For shipper organizations looking to cut costs, 3PLs apparently are delivering the goods: Shippers surveyed reported overall logistics costs fell 18 percent, inventory costs dropped 8 percent and fixed asset costs declined 26 percent, with shippers reporting higher rates of savings through their 3PL relationships.
Perhaps most revealing in terms of the positive outlook for 3PLs, and one of the factors behind several current “buy” recommendations on 3PLs’ shares by Stifel Nicolaus (including Truckload Services, Ryder System, UTi Worldwide, Hub Group and Echo Global Logistics), is that shippers seem to be acknowledging their own limitations.
The survey, conducted for 17 years, reveals a significant drop in the number of shippers who consider logistics to be a core competency. In the 2006, 2007 and 2008 surveys, 38 percent, 37 percent and 45 percent of shippers responded affirmatively to the statement, “Logistics is a core competency at our firm.” This year the number was just 15 percent.
Expanding on that theme, respondents are able to check any of eight boxes indicating reasons for not using a 3PL, including, “Cost reductions would not be experienced,” “Service level commitments would not be realized,” and “We have more logistics expertise than most 3PL providers.” But over time, Langley said, the number of boxes checked has “seriously declined.” As time passes, he said, “shippers express fewer reasons why they choose not to outsource.”

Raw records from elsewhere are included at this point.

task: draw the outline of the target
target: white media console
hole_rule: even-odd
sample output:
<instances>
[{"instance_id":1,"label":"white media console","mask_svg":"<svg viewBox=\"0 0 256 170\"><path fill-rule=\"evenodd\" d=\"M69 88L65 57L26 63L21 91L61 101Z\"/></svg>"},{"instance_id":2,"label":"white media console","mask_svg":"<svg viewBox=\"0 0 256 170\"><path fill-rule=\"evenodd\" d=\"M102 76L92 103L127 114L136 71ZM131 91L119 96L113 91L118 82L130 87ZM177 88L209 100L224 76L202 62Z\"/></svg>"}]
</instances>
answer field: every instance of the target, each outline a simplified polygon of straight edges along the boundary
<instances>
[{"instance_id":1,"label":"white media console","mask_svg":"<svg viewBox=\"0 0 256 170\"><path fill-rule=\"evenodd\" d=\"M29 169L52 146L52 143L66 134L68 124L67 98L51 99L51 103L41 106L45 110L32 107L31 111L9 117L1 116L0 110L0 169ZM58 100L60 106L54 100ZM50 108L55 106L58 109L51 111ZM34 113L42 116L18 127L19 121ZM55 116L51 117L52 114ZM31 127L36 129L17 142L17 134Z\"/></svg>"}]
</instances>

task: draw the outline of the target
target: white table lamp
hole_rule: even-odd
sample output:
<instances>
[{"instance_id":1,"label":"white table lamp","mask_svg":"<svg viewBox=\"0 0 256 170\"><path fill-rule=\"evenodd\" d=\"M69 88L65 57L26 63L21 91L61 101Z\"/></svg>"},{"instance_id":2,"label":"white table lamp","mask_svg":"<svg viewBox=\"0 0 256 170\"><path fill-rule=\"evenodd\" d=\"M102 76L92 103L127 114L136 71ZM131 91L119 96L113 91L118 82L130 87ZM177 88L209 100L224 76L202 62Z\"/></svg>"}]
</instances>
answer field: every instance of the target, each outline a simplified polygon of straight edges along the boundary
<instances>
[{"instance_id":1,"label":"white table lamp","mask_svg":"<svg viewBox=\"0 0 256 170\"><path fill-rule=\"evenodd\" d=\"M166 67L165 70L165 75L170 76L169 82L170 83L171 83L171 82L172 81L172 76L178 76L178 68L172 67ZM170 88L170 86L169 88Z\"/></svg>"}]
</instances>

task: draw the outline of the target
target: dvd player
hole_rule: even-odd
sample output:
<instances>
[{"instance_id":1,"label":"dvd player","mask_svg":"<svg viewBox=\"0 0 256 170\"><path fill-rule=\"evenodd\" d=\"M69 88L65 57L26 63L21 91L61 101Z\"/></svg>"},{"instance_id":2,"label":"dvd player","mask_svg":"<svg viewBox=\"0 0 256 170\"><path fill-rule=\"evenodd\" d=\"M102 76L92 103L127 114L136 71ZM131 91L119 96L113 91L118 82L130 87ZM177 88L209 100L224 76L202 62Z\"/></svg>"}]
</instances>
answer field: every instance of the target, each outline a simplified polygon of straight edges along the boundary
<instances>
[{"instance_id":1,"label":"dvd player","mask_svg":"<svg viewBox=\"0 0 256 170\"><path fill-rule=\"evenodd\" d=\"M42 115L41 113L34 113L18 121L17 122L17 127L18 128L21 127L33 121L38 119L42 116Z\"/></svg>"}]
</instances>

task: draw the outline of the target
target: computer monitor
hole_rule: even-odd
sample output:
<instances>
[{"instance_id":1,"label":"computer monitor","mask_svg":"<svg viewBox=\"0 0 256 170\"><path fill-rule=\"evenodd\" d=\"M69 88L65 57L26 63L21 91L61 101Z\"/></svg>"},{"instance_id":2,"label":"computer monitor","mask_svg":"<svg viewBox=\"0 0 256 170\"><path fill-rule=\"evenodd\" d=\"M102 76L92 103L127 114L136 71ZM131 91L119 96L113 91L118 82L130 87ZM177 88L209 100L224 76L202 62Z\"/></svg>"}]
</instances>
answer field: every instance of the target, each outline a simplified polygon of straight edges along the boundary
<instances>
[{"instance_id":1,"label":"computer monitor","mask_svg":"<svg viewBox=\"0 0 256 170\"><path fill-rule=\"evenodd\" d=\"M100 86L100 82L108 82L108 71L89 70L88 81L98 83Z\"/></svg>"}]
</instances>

This development coincides with another trend identified by the survey: a huge increase in costs associated with natural disasters and other forms of disruption such as systems outages, cyber attacks, energy scarcity and civil unrest. The economic cost of disruptions soared from $62 billion in 2009 to $350 billion in 2011. There would seem to be a connection between growing disruption and the need for 3PL relationships to help manage through them.
At the same time, the survey revealed that shippers choose to outsource certain functions much more frequently than others. The more operational and repetitive function — such as international transportation, domestic transportation, warehousing, forwarding and customs brokerage — are those that are more frequently outsourced. But, Langley said, “Shippers tend to be less likely to outsource activities that they consider to be strategic in nature, regard IT, and — maybe most important of all — those activities that directly impact or relate to the customers.” Such strategic functions less likely to be outsourced include order management and fulfillment, information technology, inventory management and service parts logistics.